Generate random numbers with logarithmic distribution and custom slope

Question

Im trying to generate random integers with logarithmic distribution. I use the following formula:

idx = Math.floor(Math.log((Math.random() * Math.pow(2.0, max)) + 1.0) / Math.log(2.0));

This works well and produces sequence like this for 1000 iterations (each number represents how many times that index was generated):

[525, 261, 119, 45, 29, 13, 5, 1, 1, 1]

Fiddle

I am now trying to adjust the slope of this distribution so it doesn't drop as quickly and produces something like:

[150, 120, 100, 80, 60, ...]

Blindly playing with coefficients didn't give me what I wanted.
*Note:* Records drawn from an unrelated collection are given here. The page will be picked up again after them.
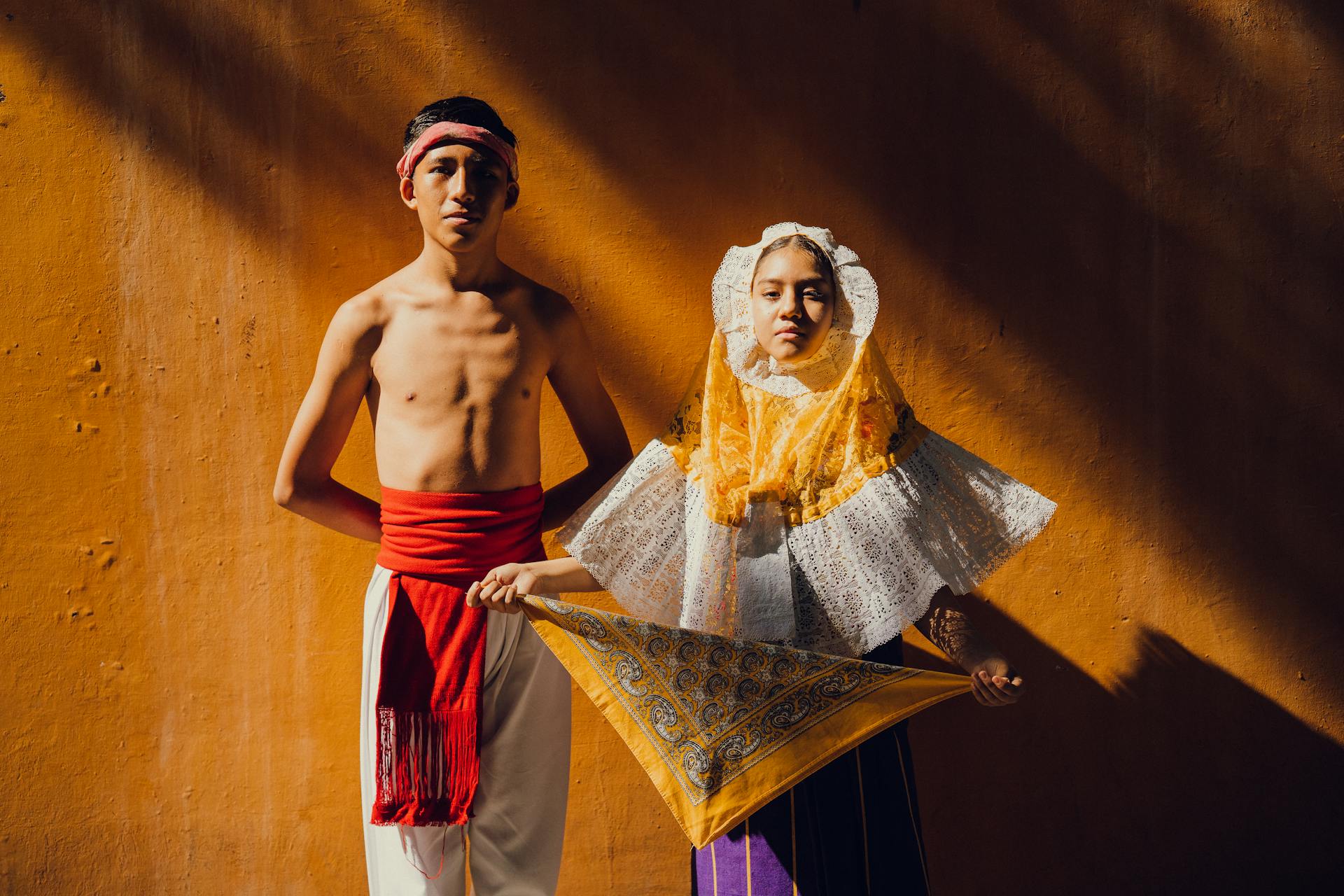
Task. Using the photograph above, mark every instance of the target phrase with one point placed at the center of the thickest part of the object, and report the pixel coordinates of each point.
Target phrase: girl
(794, 498)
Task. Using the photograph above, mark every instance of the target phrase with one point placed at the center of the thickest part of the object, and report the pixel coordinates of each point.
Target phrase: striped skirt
(851, 830)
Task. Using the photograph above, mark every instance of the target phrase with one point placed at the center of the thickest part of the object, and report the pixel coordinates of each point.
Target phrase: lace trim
(862, 574)
(857, 309)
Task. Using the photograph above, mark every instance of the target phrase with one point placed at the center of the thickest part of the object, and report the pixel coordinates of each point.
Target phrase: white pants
(518, 821)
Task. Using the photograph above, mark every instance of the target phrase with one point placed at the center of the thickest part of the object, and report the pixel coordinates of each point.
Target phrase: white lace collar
(855, 312)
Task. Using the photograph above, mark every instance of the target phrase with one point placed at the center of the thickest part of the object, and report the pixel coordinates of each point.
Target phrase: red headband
(470, 134)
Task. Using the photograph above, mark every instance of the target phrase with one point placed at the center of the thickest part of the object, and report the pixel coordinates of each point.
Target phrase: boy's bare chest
(467, 358)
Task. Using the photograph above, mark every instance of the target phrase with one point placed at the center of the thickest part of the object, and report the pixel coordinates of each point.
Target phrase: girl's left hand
(995, 682)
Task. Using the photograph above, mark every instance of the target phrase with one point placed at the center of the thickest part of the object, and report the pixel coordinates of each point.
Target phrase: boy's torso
(456, 386)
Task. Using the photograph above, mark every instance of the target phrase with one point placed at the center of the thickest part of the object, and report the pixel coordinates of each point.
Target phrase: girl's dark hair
(803, 244)
(464, 111)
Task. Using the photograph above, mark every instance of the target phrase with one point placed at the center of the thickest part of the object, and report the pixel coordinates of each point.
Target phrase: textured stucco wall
(1108, 239)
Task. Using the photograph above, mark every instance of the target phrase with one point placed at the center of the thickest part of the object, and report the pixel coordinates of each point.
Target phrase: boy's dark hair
(464, 111)
(806, 245)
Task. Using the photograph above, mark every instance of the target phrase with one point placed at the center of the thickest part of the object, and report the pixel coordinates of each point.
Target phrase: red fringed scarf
(436, 545)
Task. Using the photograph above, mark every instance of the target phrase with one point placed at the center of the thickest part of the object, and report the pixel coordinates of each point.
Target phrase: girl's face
(792, 305)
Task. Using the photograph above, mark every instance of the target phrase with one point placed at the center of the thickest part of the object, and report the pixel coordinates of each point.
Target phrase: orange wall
(1109, 250)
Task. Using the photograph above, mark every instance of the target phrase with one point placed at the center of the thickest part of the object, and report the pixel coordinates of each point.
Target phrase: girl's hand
(995, 682)
(500, 587)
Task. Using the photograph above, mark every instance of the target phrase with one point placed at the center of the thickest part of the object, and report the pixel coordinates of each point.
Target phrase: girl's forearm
(562, 574)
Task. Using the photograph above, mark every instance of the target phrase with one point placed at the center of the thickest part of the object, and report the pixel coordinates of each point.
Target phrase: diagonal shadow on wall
(1184, 780)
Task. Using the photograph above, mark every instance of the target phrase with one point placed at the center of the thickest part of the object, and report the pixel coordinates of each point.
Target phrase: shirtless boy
(449, 352)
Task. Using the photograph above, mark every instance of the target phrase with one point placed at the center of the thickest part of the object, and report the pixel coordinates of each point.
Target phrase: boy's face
(792, 305)
(460, 195)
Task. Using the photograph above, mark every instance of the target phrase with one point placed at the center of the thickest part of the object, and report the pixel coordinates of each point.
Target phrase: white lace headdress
(855, 314)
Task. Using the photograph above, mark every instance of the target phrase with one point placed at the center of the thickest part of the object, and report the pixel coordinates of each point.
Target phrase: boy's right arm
(344, 370)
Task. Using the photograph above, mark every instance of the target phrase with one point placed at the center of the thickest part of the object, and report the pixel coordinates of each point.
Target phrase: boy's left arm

Any ideas how to achieve it?

Answer 1

You mention a logarithmic distribution, but it looks like your code is designed to generate a truncated geometric distribution instead, although it is flawed. There is more than one distribution called a logarithmic distribution and none of them are that common. Please clarify if you really do mean one of them.

You compute floor[log_2 U] where U is uniformly distributed from 1 to (2^max)+1. This has a 1/2^max chance to produce max, but you clamp that to max-1. So, you have a 1/2^max chance to produce 0, 2/2^max chance to produce 1, 4/2^max chance to produce 2, ... up to a 1/2 + 1/2^max chance to produce max-1.

Present in your code, but missing from the description in the question, is that you are flipping the computed index around with

idx = (max-idx) - 1

After this, your chance to produce 0 is 1/2 + 1/2^max, and your chance to produce a value of k is 1/2^(k+1).

I think it is a mistake to let U be uniform on [1,2^max+1]. Instead, I think you want U to be uniform on [1,2^max]. Then your chance to generate idx=k is 2^(max-k-1)/((2^max)-1).

idx = Math.floor(Math.log((Math.random()*(Math.pow(2.0, max)-1.0)) + 1.0) / Math.log(2.0));

zmii's comment that you could get a flatter distribution by replacing both 2.0s with a value closer to 1.0 is good. The reason it produced unsatisfactory results for small values of max was that you were sampling uniformly from [1,1.3^max+1] instead of [1,1.3^max]. The extra +1 made a larger difference when max was smaller and the base was smaller. Try the following:

var zmii = 1.3;
idx = Math.floor(Math.log((Math.random()*(Math.pow(zmii, max)-1.0))+1.0) / Math.log(zmii));